"Secolo d'Italia", 23 giugno 1985
Intervento di Beppe
Niccolai in Comitato Centrale
Un partito che vuole
vivere in una società complessa come l'attuale deve discutere, approfondire i
problemi, confrontarsi. Dissentire è quindi giusto ed opportuno.
Nella relazione del Segretario Almirante si mette in guardia dal «cadere in
tentazione» per quanto riguarda la nostra azione negli enti locali. Siamo
perfettamente d'accordo, ma il problema nasce dal non avere a sufficienza
sottolineato il nostro ruolo di partito antagonista al potere, dal considerarci
spesso nello stesso spazio politico anticomunista della DC.
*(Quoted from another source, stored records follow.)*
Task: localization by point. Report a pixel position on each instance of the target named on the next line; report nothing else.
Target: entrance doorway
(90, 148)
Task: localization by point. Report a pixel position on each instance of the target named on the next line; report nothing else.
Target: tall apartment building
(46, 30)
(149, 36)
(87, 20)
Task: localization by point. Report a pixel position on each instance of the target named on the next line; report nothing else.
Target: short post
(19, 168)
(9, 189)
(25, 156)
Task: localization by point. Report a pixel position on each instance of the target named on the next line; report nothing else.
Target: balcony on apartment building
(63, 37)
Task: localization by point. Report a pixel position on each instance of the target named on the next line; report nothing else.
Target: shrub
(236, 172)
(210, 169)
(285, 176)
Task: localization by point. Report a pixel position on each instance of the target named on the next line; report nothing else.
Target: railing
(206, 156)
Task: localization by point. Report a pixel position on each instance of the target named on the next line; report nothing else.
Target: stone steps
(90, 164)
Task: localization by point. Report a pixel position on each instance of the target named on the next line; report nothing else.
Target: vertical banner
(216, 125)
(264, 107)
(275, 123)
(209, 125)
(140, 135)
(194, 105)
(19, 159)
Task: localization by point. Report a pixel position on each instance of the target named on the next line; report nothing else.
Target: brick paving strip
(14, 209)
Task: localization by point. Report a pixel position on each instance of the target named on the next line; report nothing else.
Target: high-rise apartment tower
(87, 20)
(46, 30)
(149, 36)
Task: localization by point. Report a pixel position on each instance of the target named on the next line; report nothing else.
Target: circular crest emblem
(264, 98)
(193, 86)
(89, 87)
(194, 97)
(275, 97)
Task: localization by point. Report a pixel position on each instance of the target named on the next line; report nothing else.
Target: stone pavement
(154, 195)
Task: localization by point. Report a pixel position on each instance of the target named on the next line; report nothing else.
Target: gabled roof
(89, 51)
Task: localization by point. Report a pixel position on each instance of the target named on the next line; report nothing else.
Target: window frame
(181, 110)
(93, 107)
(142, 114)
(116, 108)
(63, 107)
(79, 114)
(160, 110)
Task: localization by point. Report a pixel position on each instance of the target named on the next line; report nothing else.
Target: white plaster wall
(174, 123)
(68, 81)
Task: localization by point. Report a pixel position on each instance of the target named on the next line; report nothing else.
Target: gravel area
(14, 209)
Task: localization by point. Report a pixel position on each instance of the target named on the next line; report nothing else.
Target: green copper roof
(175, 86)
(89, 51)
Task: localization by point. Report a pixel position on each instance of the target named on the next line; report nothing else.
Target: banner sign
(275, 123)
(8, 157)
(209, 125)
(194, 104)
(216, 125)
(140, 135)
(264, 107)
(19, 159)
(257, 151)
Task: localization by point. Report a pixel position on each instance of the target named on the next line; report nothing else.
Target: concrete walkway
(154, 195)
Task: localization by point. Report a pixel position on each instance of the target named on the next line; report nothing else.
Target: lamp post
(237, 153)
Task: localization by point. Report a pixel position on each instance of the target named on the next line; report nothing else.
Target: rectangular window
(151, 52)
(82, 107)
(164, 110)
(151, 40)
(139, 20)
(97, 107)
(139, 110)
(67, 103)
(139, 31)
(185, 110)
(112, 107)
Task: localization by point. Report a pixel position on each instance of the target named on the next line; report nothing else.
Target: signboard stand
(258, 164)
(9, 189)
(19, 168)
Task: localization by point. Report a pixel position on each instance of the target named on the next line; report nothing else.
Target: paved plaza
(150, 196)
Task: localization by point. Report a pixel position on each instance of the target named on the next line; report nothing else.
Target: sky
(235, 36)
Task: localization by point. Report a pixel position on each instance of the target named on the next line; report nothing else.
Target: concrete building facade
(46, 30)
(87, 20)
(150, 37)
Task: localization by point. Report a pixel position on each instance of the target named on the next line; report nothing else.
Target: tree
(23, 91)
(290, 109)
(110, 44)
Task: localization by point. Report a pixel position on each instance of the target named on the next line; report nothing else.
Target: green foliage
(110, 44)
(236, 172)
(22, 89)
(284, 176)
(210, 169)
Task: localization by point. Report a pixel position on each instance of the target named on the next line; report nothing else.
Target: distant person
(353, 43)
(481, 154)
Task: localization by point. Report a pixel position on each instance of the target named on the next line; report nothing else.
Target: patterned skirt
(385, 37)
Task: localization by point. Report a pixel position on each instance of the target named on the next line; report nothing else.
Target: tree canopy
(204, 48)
Occorre poi sottolineare con maggiore attenzione quello che sta accadendo in
termini politici per l'elezione presidenziale. L'apertura di Craxi al nostro
partito è infatti un fatto straordinario che va ponderato ed esaminato. Nel
costruire una politica non si può dimenticare che è proprio il presidente del
Consiglio in carica a rompere il gioco democristiano (De Mita e la direzione DC
avevano previsto soltanto consultazioni con il PCI) ricevendo la delegazione
guidata da Almirante. Lo stesso Craxi peraltro tentò in occasione del referendum
di mettere fuori dal quadro costituzionale -e non soltanto politico- il PCI
quando invitò a scegliere la strada dell'astensione.
È la nostra incapacità a distinguere tra dialogo ed opposizione che non ci fa
fare passi sulla strada della ghettizzazione. Il dialogo -e non certo gli
intrallazzi- deve essere fatto con coloro che pur gravitando nelle aree di altre
formazioni politiche sono vicini come formazione ed esigenze culturali.
Occorre operare una politica della cultura per la sghettizzazione. Ciò vale
anche per l'ambito politico. Occorre dialogare con chi si occupa delle nostre
stesse tematiche: il problema della nazione, della riforma istituzionale della
necessaria ricucitura della storia italiana.